Geopolitical shocks can have massive governmental, societal, and personal consequences immediately or in the near future. This has been researched by many with regards to an array of political and military hostilities; however, due to the contemporary nature of the Russian invasion of Ukraine there is a gap in the literature. The limited research in this area is an important issue that needs to be rectified, hence the reason for this thesis.
This study focuses on the nexus between geopolitical risk, oil price and optionimplied volatilities through a cross-country analysis approach. This thesis is undertaken through the prism of the Russian invasion of Ukraine and its effect on several key financial variables in five European countries. To ensure a comprehensive exploration of this connection, an exhaustive literature review is completed and followed by a quantitative approach using conventional econometric tools.

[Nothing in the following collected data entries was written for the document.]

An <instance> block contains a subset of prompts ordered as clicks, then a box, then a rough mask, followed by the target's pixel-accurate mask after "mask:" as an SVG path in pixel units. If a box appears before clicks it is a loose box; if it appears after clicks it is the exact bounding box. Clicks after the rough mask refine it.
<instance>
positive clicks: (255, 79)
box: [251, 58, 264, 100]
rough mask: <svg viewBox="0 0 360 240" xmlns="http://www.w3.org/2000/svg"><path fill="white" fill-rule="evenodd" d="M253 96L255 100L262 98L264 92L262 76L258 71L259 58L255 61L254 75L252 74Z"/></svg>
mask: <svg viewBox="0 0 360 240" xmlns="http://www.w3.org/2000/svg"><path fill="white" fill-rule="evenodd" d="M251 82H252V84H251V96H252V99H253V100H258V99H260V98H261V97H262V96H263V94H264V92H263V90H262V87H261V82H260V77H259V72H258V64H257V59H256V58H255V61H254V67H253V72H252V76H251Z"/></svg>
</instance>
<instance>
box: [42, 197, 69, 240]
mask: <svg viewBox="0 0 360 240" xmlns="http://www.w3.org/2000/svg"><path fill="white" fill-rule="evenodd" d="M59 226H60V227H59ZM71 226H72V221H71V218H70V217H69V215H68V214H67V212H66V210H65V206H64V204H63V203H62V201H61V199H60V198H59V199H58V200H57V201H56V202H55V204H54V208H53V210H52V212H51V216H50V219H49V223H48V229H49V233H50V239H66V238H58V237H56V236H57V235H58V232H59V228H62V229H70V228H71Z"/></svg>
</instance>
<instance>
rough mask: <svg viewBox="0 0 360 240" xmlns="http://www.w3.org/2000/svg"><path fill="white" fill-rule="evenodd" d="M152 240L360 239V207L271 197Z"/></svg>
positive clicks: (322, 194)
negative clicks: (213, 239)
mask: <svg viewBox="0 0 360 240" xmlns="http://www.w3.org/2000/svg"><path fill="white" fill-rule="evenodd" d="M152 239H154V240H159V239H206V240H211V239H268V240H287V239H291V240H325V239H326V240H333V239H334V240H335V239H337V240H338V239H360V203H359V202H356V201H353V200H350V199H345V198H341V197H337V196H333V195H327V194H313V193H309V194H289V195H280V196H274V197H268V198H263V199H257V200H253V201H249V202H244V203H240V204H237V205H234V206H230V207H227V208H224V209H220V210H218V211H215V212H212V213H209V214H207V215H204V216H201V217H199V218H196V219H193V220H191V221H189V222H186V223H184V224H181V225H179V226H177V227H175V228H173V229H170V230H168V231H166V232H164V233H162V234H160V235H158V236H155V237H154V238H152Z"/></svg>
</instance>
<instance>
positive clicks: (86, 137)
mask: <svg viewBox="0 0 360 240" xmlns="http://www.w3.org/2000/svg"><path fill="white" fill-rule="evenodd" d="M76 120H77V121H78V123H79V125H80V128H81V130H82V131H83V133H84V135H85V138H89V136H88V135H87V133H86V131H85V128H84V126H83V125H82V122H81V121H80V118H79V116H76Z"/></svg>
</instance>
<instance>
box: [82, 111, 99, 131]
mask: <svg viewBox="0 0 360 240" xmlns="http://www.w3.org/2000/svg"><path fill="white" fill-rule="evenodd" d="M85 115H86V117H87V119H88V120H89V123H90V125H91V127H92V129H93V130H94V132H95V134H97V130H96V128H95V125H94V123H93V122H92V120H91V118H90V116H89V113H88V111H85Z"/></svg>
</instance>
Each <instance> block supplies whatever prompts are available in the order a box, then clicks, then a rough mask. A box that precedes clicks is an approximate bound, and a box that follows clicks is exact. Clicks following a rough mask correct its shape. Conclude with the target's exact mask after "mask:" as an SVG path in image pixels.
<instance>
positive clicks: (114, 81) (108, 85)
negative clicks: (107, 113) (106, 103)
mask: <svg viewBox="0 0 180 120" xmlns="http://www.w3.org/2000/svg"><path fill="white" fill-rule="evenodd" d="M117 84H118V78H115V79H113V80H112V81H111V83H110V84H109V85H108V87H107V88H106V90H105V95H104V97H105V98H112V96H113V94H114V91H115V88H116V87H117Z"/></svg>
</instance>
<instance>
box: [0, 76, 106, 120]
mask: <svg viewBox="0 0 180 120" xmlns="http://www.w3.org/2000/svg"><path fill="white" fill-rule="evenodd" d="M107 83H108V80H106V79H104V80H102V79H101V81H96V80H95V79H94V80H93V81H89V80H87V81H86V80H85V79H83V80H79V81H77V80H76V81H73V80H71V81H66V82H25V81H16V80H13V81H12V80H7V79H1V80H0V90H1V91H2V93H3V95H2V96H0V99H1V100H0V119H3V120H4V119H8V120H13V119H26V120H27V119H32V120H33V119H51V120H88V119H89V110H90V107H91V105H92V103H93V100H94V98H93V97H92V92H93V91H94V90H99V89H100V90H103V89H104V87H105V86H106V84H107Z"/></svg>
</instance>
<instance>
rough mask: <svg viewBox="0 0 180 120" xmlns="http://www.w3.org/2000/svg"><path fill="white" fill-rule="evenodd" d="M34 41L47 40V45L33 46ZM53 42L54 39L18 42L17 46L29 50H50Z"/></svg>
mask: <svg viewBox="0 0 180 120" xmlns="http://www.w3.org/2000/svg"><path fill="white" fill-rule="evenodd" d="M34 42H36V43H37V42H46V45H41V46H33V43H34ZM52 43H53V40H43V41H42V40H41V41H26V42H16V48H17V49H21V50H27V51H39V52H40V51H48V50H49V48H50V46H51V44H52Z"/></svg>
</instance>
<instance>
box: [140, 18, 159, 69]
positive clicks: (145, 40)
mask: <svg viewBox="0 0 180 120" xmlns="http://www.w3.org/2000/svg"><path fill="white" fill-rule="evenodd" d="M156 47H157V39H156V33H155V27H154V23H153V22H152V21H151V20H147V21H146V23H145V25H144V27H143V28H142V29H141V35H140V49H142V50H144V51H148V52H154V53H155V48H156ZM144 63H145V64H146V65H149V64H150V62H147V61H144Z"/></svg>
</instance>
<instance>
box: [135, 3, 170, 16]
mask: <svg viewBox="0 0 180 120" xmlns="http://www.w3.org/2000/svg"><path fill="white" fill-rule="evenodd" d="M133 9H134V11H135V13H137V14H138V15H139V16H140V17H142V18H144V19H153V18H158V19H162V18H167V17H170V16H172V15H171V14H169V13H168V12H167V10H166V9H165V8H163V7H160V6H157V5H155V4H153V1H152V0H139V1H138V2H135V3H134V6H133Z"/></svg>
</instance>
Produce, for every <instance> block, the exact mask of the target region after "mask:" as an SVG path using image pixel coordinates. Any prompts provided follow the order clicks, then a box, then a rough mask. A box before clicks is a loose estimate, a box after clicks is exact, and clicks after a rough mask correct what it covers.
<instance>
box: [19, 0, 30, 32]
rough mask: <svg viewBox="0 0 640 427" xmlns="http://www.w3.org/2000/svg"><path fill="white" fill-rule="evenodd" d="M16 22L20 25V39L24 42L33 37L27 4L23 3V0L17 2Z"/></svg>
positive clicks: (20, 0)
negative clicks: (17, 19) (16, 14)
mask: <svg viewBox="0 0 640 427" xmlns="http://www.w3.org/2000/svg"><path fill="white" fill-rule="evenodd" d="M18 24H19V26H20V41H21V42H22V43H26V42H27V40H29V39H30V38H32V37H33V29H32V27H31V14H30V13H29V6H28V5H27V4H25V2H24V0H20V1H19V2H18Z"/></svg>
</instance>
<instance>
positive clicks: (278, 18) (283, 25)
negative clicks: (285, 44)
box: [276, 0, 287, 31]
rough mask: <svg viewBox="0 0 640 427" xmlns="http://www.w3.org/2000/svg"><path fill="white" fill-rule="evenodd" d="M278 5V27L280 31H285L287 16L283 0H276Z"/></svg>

The methodology utilised allows for the following research questions to be answered: 1) Are geopolitical risks, oil prices, asset prices, and macroeconomic events connected to market expectation as measured by option-implied volatilities? 2) Is the model utilised in this thesis useful in forecasting option-implied volatilities? 3) And if so, what effect does the changing nature of the variables have on the option-implied volatilities?
This thesis finds that there is a connection between geopolitical risks, oil prices, asset prices, and market expectation and that the model used is useful in forecasting option-implied volatilities (research question 1/2). It also concludes that the riskfree rate and strike prices of the underlying assets have a negative impact on option-implied volatilities, when increased, as opposed to geopolitical risk, oil price, the Russian invasion of Ukraine, and the market expectation of the U.S stock market which have a positive effect (research question 3).